Мэри знала, что Босвелл читает массу газет. Одной из причин, по которой она так любила его визиты, была возможность поговорить о том, что происходит за тюремными стенами. Хотя ее четверо друзей всегда находились рядом с ней, их разговоры казались Мэри очень ограниченными. Она устала обсуждать их побег и общих знакомых из Нового Южного Уэльса, и ей было еще менее интересно говорить о заключенных Ньюгейта.
— Как бы я хотела уметь читать, — сказала Мэри с сожалением. — Я совершенно не разбираюсь в том, что происходит в мире.
Босвелл снова накрыл ее руку своей.
— Мэри, если вы захотите, то научитесь читать.
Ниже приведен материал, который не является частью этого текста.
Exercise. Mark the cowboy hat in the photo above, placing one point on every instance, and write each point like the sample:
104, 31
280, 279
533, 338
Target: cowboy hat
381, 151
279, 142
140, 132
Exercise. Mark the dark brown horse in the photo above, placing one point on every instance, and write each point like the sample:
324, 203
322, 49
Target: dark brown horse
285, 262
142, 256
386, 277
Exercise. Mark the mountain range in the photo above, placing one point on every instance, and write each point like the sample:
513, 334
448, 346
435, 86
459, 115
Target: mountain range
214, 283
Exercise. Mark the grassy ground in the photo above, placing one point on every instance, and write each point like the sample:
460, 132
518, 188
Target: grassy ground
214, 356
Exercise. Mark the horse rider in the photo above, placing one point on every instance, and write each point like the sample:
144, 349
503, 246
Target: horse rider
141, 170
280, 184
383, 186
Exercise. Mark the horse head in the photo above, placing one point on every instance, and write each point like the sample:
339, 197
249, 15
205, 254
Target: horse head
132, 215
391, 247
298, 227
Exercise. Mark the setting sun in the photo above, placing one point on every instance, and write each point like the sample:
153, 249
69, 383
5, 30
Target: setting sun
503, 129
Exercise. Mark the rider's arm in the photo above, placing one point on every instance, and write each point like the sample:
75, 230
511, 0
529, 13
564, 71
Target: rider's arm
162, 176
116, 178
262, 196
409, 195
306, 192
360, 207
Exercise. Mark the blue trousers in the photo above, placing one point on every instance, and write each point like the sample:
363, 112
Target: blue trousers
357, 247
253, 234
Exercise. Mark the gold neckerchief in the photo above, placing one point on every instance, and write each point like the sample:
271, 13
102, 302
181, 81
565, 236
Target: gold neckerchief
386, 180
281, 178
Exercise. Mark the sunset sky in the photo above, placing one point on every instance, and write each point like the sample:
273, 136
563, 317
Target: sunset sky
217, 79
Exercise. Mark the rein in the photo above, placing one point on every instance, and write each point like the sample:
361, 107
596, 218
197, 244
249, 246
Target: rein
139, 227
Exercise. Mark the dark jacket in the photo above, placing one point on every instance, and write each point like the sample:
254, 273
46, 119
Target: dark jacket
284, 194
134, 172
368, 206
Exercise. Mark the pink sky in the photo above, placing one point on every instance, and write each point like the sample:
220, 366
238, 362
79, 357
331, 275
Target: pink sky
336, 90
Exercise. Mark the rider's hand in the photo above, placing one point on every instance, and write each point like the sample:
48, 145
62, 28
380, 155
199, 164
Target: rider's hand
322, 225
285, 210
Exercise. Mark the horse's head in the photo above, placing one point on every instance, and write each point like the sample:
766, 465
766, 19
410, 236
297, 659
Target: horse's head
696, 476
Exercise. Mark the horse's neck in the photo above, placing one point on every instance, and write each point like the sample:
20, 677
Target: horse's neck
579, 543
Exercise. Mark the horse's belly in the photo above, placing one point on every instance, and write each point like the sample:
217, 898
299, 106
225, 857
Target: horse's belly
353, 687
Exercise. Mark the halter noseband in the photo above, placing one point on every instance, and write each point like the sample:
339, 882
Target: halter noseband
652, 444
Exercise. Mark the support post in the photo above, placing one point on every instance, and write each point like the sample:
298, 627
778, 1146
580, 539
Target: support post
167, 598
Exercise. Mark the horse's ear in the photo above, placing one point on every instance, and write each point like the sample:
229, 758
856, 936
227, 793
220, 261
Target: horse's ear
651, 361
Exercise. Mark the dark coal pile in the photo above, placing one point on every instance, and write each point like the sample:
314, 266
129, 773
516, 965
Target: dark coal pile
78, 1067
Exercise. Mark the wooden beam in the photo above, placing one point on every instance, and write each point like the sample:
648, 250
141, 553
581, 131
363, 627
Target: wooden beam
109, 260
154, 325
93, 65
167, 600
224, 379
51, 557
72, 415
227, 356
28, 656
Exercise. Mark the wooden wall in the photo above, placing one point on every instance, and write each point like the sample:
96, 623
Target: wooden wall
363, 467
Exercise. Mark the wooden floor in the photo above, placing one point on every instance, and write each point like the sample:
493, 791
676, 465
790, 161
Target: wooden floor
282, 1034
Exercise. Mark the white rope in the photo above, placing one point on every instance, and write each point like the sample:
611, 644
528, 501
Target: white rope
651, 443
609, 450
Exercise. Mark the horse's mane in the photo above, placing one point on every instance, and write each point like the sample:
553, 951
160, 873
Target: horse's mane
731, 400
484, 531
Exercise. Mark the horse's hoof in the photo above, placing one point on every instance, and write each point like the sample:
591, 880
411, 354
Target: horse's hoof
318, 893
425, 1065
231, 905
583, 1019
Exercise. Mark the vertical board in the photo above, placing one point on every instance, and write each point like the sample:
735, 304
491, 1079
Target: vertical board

Но не говорите, что вы невежественны, потому что в вас больше ума и мудрости, чем у многих людей, которых я знаю и которые считают себя умными.
Потом он встал.
— Я уже должен идти. Постарайтесь не беспокоиться и знайте, что, путешествуя по Корнуоллу, я буду думать о вас.
Босвелл поцеловал ее в щеку.
— Носите это платье, Мэри, пусть оно напомнит вам те дни, когда ваша юность еще не превратилась в кошмар.
И Босвелл был прав: это платье действительно напомнило Мэри о многом. Мэри вспомнила, как была юной девушкой, как бегала в Плимуте на свидания к Томасу Кугану, как он ловил ее в свои распростертые объятья и кружил и как у нее кружилась голова от его поцелуев.
В Ньюгейте не было зеркал, но взгляды мужчин говорили Мэри, что в этом платье она не такая ободранная и некрасивая, как она думала. Это помогло ей воспрянуть духом, она ловила себя на том, что все больше думает о свободе и иногда с отчаянием говорит себе, что свобода никогда не придет.
— Что вас беспокоит, Мэри? — спросил Босвелл, потянувшись через стол в тюремной комнате для посещений. — Вы сегодня мне ни слова не сказали.
Мэри просидела в тюрьме уже семь месяцев. Был студеный февральский день. Она надела мужское пальто, одно из тех двух, которое принесли для Джеймса Мартина его поклонницы. На ней были толстые шерстяные носки и варежки, но она все равно так замерзла, что просто умирала от холода. Но Мэри была мрачной не только от холода, а еще и потому, что снова пала духом.